Women who are diagnosed with breast cancer have a lot to absorb and need time to study and understand their treatment options. But how much time can they safely take before they have lumpectomy or mastectomy?
It’s a common question among breast cancer patients: “How soon do I need to schedule my surgery?”
Delaying treatment too long is a poor idea that can compromise a woman’s health, but what type of delay is too much? Days? Weeks? A large, newly published retrospective study concluded that the interval between diagnosis and breast cancer surgery can affect a woman’s survival.
Impact of delaying surgery
Using two different databases (SEER-Medicare and the National Cancer Database) researchers analyzed the medical records of approximately 200,000 women with a first diagnosis of invasive, noninflammatory, nonmetastatic breast cancer. The women were sorted into groups based on how long they waited after diagnosis to have surgery: 30 days or less, 31-60 days, 61-90 days, 91-120 days and 121-180 days.
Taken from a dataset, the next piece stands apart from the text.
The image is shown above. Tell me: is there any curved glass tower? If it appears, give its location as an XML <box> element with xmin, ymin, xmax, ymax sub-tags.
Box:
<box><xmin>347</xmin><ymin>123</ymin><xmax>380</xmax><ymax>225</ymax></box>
Most women (78% in one study, 70% in the other) had surgery within 30 days of being diagnosed. Women who delayed surgery by additional 30-day intervals had a higher risk of death: their risk rose by 9 to 10 percent for each 30-day delay:
Although a woman’s individual circumstances—the type of cancer, type of tumor, and how advanced her cancer is when detected—definitely influences her absolute risk of survival, this study shows that most women can take time—days or weeks—to research and understand their options without compromising their survival. Delaying for several months, however, can be detrimental to survival. This information can help women and their physicians to better understand the risk in delaying and better plan for surgery.
Resources: Bleicher RJ, Ruth K, Sigurdson ER, et al. “Time to Surgery and Breast Cancer Survival in the United States.” JAMA Oncology. Published online December 10, 2015.